Ratner’s lab recently discovered that the timing of the NF1 gene mutation determines whether neurofibroma tumors will form. This discovery could help lead to future treatments. In a study published in the February issue of Cancer Cell, Ratner and her colleagues reported that if the NF1 gene mutated on day 12.5 of a mouse’s embryonic development, neurofibroma tumors formed. If the gene mutated at other times during development, tumors did not form. “If you know what the timing is of the mutation, you can identify the correct progenitor cell population, pull it out, and try to identify what’s wrong with it and therefore open treatment avenues,” said Ratner.
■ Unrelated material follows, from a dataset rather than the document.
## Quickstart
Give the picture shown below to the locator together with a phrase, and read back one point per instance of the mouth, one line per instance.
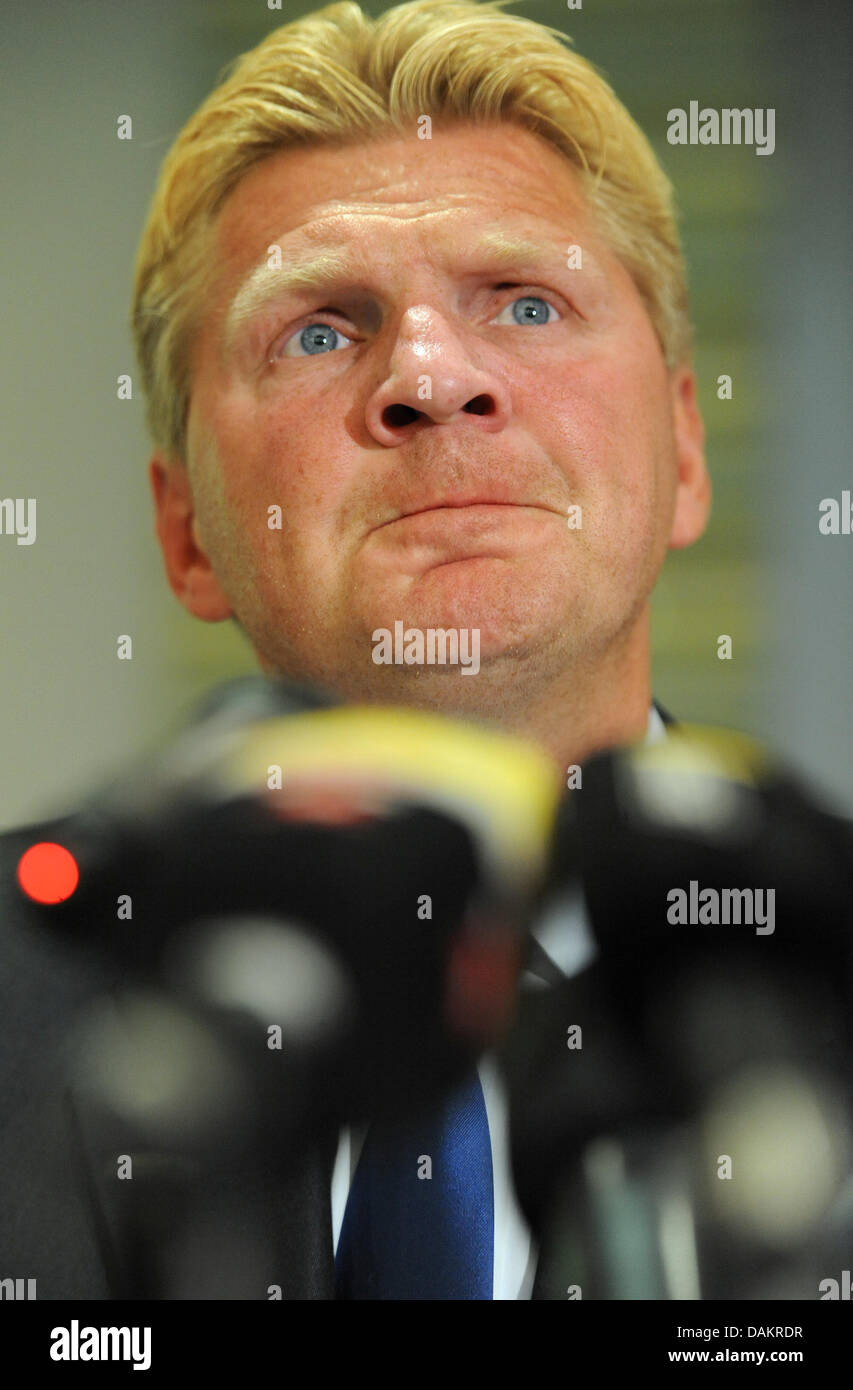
(464, 503)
The discovery was made using the first successful neurofibromatosis 1 mouse model, a mouse that Ratner’s team genetically altered to mimic the disease that occurs in humans. She also leads an international microarray project, which is a collection of 200 samples from diseased human and mouse tumors and cells. Her team uses the samples to identify targets for new drugs that can be tested in the mouse model. “We are asking what pathways we can see that are abnormal, and then testing new drug candidates derived from those systems,” she said.
The Neurofibromatosis Center at Cincinnati Children’s recently received funding of $1 million per year from the National Institutes of Health, and another Cincinnati Children’s researcher, Timothy Cripe, MD, is currently running a pre-clinical therapeutics testing effort at the hospital funded by the Children’s Tumor Foundation. “People at Children’s–-and internationally—really pull together,” said Ratner. “Right now there is no drug to treat this disease, but we are proposing ideas that could be turned into therapeutics in the future.”